Measurements of NCP by the ΔCO₂ method should be robust, as it relies simply on changes in the chemistry of one bottle (the light bottle). The relatively small rates of NCP (mean of –0.3 μgCg⁻¹ d⁻¹, with a range of –11.9 to 8.0 μg Cg⁻¹ d⁻¹, ΔCO2 method; Table 2) reflect the close balance between rates of respiration and gross photosynthesis within incubation bottles. Many of the NCP measurements were close to the detection limit (Fig. 2), probably accounting for part of the large variation in NCP quotients (1.98 ± 1.76).

Previous estimates of NCP in Arctic cryoconite holes have been similarly low to those of the present study (–0.6 to –1.8μgCg⁻¹ d⁻¹; Table 3). Previous mean measurements of photosynthesis using the ¹⁴C method have all been <1.3 μgCg⁻¹ d⁻¹ (Table 3).
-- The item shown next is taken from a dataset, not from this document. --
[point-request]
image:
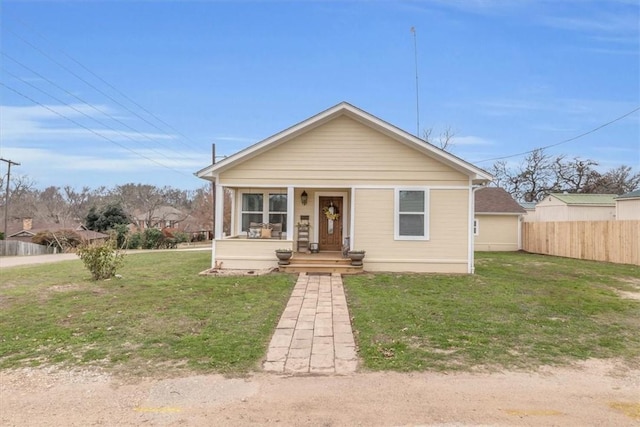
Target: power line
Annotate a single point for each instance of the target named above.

As discussed above, the ecological significance of the 24hour ¹⁴C data is uncertain; however, the low ¹⁴C rates are consistent with a closely balanced or net heterotrophic ecosystem. This study therefore supports the conclusion that photosynthesis in cryoconite holes has at most a small, and more likely a negligible, impact on the net creation of organic matter, suggesting instead that organic matter may be derived largely from allochthonous sources (Stibal and others, 2008a; Hodson and others, 2010b). The major impact microbes can have in affecting the albedo of glaciers is then through the transformation and cementing together of allochthonous organic matter, rather than through the net creation of new dark organic matter (Hodson and others, 2010b).

Conclusions

This study compares different closed-bottle incubation methods of determining rates of gross photosynthesis, respiration and NCP in a range of cryoconite holes on three different valley glaciers in Svalbard. Rates of photosynthesis, respiration and NCP were determined by ΔO₂ and ΔCO₂ after 24 hour incubations. Rates of photosynthesis were also estimated using the ¹⁴C method in parallel 24 hour incubations.
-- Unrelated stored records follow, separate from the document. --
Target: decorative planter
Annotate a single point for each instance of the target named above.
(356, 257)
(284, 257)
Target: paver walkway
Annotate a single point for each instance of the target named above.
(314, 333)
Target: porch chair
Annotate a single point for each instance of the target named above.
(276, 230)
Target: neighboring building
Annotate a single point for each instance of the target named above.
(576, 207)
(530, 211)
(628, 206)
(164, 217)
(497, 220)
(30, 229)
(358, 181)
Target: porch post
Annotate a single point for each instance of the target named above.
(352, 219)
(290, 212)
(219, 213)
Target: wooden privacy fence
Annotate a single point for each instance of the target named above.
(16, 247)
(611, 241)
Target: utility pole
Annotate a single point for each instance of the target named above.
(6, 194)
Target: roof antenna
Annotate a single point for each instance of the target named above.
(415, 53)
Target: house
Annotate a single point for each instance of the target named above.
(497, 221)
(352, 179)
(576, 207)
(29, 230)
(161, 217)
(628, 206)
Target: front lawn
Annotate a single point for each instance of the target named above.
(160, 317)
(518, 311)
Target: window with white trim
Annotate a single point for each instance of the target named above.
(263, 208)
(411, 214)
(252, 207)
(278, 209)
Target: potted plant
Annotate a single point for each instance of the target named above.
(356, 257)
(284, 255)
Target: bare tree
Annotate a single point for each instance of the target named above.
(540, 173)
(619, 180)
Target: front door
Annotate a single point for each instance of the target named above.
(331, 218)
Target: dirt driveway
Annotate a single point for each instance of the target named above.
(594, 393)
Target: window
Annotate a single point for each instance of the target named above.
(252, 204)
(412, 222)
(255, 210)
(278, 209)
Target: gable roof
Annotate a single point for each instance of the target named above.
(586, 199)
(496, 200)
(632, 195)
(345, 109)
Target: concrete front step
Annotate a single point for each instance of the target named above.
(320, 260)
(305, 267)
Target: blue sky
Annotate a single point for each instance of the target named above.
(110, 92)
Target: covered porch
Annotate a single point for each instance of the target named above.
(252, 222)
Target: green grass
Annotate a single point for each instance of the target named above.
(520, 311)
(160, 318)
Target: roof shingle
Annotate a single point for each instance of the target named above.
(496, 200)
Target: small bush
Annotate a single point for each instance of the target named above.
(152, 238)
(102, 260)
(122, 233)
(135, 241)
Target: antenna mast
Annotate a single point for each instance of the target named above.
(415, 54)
Rates of gross photosynthesis and respiration measured by the ΔCO2 method were closely balanced (means of 17.3 and 20.1 μgCg⁻¹ d⁻¹, respectively). The molar ratio of ΔO₂ :ΔCO₂ in incubations gave mean respiratory and photosynthetic quotients of 0.80 ± 0 . 1 7 (1 × SD) and 1.24± 0.20 (1 × SD), respectively. The mean NCP (ΔCO₂ method) was just –1.3 μgCg⁻¹ d⁻¹, close to the detection limit, and consistent with previous very low measurements of NCP in cryoconite holes in Svalbard and Greenland. This indicates that NCP has a negligible impact on the net creation of organic matter in cryoconite holes, and suggests instead that organic matter may be derived largely from allochthonous sources (Stibal and others, 2008a; Hodson and others, 2010b).

Rates of photosynthesis estimated by the ¹⁴C method were typically more than an order of magnitude lower than rates of gross photosynthesis estimated by the ΔCO₂ method and closer to (although not the same as) rates of NCP.